The Zuiko 14-42mm also has a motor-driven zoom. If you shoot video, this may be an advantage, but from a photographic standpoint it's incredibly annoying. I use the 12-32 Panasonic instead, which gives me a wider FOV to boot.
Not sure why the Panasonic 20mm 1.7 is not on the list. Retails for $149. It's tiny and by 2.8 is more than sharp enough. I usually keep the aperture between f/2.5 - f/4.5. Paired with the GX85 this is a killer street photo / BTS / candid setup. I used to shoot a lot with a Leica / Minolta CLE with the tiny but very sharp 40mm Rokinon and the occasional wide shot with the 28mm.

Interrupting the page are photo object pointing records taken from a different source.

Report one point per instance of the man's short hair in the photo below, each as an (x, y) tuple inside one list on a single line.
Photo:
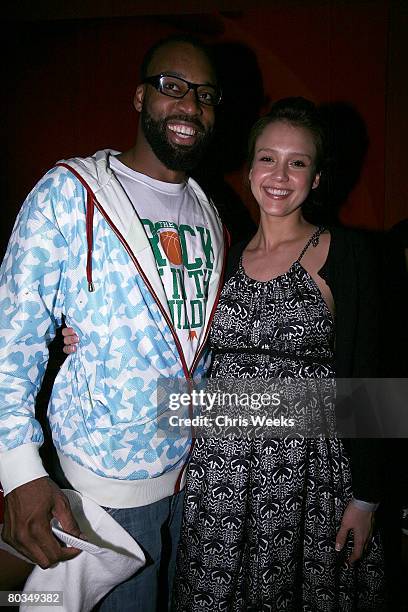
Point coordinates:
[(195, 42)]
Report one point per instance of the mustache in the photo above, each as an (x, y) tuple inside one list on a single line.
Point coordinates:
[(189, 119)]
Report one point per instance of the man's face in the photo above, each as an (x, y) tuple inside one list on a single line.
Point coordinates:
[(178, 130)]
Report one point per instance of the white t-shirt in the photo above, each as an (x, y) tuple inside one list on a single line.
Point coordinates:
[(182, 245)]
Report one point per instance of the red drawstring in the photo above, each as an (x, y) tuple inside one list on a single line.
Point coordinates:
[(89, 238)]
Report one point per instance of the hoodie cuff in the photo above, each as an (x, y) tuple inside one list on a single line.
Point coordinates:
[(20, 465), (362, 505)]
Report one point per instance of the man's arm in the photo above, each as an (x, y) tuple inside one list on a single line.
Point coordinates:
[(31, 298)]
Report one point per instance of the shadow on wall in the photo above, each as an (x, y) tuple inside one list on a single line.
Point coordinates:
[(347, 144)]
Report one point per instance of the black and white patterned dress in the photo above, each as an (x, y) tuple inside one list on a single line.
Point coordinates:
[(261, 515)]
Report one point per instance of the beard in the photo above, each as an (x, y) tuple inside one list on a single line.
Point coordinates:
[(179, 158)]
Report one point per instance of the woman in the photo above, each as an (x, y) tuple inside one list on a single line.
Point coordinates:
[(267, 521), (277, 537)]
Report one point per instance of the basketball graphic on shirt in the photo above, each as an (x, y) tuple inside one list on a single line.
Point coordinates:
[(170, 242)]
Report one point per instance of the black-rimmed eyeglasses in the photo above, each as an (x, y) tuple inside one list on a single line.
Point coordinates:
[(175, 87)]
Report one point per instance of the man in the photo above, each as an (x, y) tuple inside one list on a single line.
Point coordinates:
[(130, 252)]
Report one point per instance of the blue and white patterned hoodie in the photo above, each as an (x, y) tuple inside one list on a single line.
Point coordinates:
[(78, 249)]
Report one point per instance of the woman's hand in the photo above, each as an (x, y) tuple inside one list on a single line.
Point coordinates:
[(361, 523), (70, 340)]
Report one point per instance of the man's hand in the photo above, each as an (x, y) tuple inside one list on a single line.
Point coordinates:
[(27, 515), (361, 523)]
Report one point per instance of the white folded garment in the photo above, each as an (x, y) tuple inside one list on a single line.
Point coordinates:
[(110, 556)]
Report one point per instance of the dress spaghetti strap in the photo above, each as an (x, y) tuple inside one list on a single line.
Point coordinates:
[(314, 239)]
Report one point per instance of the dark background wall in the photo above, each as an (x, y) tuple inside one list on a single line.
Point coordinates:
[(71, 70)]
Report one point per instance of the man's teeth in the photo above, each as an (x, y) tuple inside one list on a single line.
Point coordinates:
[(182, 130), (277, 191)]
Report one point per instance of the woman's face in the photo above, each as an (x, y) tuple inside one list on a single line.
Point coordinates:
[(283, 169)]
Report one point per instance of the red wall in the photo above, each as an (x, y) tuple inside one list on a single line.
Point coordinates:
[(71, 83)]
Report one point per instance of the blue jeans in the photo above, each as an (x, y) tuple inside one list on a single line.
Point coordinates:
[(156, 528)]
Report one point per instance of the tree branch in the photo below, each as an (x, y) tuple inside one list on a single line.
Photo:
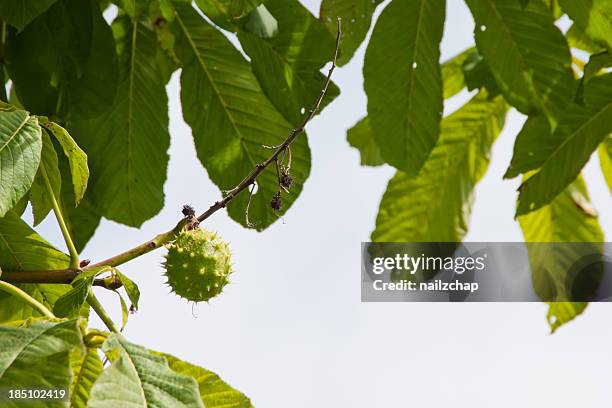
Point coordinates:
[(67, 275)]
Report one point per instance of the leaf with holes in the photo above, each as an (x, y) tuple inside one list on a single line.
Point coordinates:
[(577, 136), (403, 82), (527, 54), (435, 206), (20, 151), (127, 146), (231, 119)]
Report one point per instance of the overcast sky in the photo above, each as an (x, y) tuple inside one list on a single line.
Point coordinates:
[(290, 330)]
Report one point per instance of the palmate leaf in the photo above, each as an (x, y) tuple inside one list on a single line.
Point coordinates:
[(19, 13), (435, 206), (138, 378), (568, 218), (48, 172), (77, 159), (231, 119), (82, 221), (86, 368), (452, 73), (20, 151), (21, 248), (527, 54), (214, 392), (64, 62), (361, 137), (288, 64), (403, 81), (593, 17), (127, 146), (225, 13), (605, 160), (576, 137), (356, 18), (37, 357)]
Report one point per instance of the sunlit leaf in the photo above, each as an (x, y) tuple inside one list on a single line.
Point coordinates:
[(527, 54), (231, 119), (20, 151), (435, 206), (403, 81), (577, 136), (356, 18)]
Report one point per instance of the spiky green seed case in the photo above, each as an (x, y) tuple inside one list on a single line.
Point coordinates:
[(198, 265)]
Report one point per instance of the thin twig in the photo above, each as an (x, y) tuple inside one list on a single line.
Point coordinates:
[(251, 178)]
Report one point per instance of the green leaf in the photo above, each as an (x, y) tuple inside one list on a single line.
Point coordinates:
[(83, 220), (21, 248), (19, 13), (20, 151), (478, 75), (64, 62), (594, 17), (356, 18), (37, 356), (533, 142), (288, 65), (69, 304), (527, 54), (435, 206), (261, 23), (130, 288), (576, 38), (452, 73), (405, 90), (578, 134), (48, 172), (361, 137), (86, 368), (215, 393), (560, 313), (231, 119), (225, 13), (76, 158), (568, 218), (605, 160), (127, 146), (140, 379)]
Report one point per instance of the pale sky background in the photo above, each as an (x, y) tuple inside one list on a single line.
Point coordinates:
[(290, 330)]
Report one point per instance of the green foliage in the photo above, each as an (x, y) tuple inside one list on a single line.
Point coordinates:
[(361, 137), (435, 206), (594, 17), (20, 151), (140, 379), (568, 218), (21, 248), (576, 137), (19, 13), (86, 136), (38, 356), (86, 368), (231, 119), (533, 78), (405, 91), (214, 392), (198, 265), (127, 145), (356, 18), (605, 159)]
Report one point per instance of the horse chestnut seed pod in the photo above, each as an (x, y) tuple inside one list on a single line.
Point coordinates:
[(198, 265)]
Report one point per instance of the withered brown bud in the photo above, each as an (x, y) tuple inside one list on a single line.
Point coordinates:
[(277, 202), (286, 180)]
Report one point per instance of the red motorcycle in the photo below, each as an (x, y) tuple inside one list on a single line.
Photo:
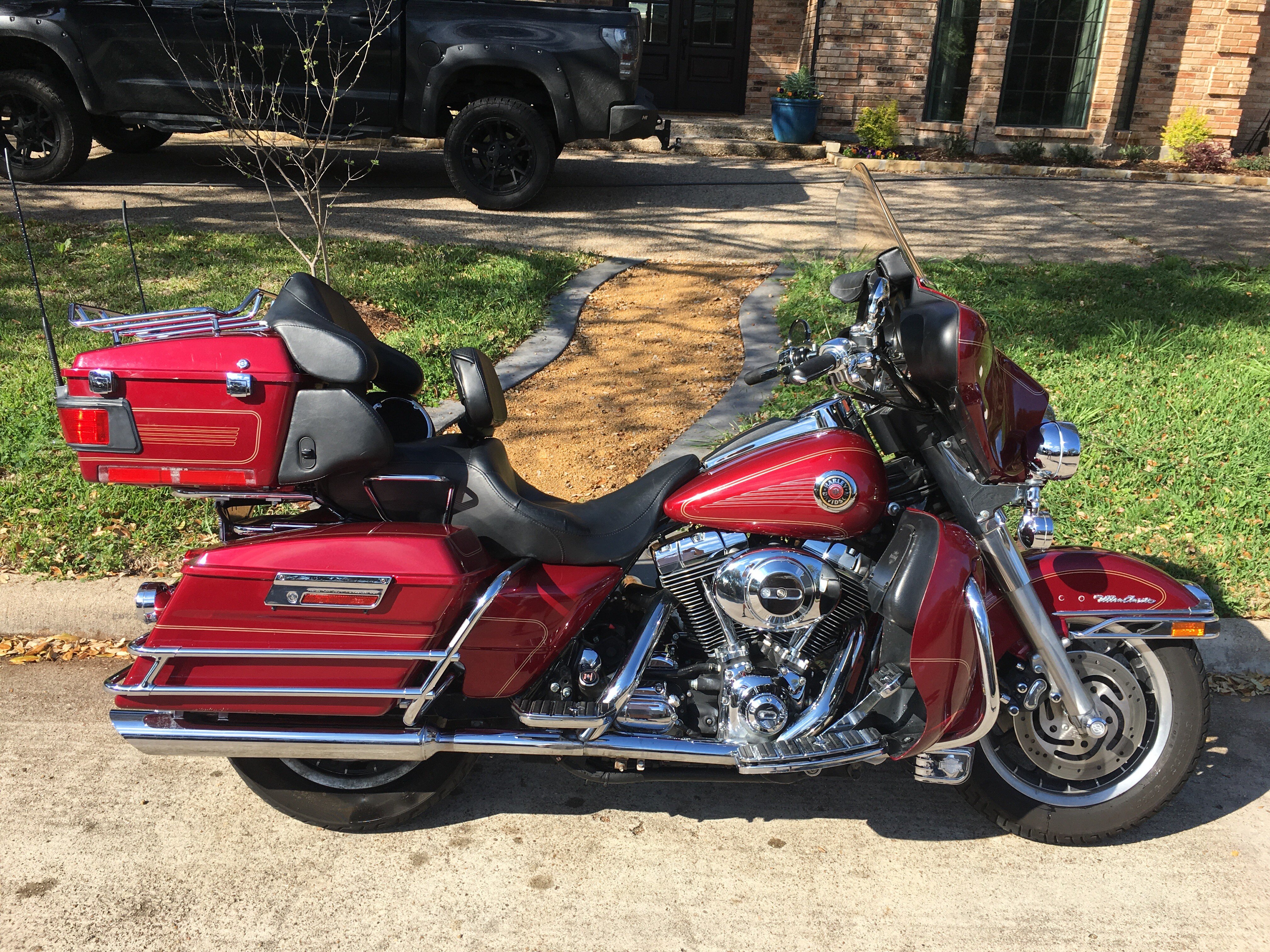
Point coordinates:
[(818, 593)]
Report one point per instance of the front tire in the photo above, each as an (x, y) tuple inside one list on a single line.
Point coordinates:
[(500, 153), (126, 139), (1032, 780), (44, 125), (355, 796)]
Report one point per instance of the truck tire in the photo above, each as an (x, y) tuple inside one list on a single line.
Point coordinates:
[(128, 139), (44, 125), (500, 153)]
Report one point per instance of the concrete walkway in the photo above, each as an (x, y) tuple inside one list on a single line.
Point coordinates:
[(695, 207), (106, 848)]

The GX85 + 20mm + 14mm really feels like the digital reincarnation of that classic 35mm compact rangefinder street ninja.
This set up actually made me sell my more expensive Fujifilm cameras (x100, x-pro2) because the image quality was almost as good and for street photography I find the stabilization, flippy touch screen, tiny form factor, 4k video and greater depth of field to be advantageous.
Thanks for your comment. Just my personal pick but there is much more than that.
The AF is way too slow imho. Had the II.
I find the AF to be pretty good on the GX85. Not incredibly but quick enough that I'm rarely held back by it's speed or even thinking about it.
The Olympus 45mm f 1.8 is currently $399.
"Please note that some of the prices indicated below are based on the ongoing rebate at B&H, but these items are regularly on sale throughout the year. Finding them for less than $300 shouldn't be an issue. I also haven’t listed used items and non-native mount."
The rebate must have ended but it will come back (black Friday?).
The Panasonic 42.5mm f/1.7 Power OIS is truly impressive for the money as well, though I guess it's slightly outside the budget limit of this article.
Also pretty decent for macro work.
A second vote for the 7Artisans 55mm here. I've been using it for a couple of months and it's a great lens for the price. Although it's only manual focus, I've found it is pretty fast and accurate to shoot with.
"If extreme portability is not a priority, you may want to consider the similar Panasonic Lumix G Vario 14-42mm f/3.5-5.6 II that comes with optical stabilization (Mega OIS)."
It's Power O.I.S. actually. And it has one important feature which the Olympus 14-42 does not have. Power Zoom (PZ), useful for when shooting video.
I bought the Sigma 30/1.4 only because it was on sale and I was surprised by the quality. It's now - together mith the Zuiko 75/1.8 - my primary prime for outdoor portraits.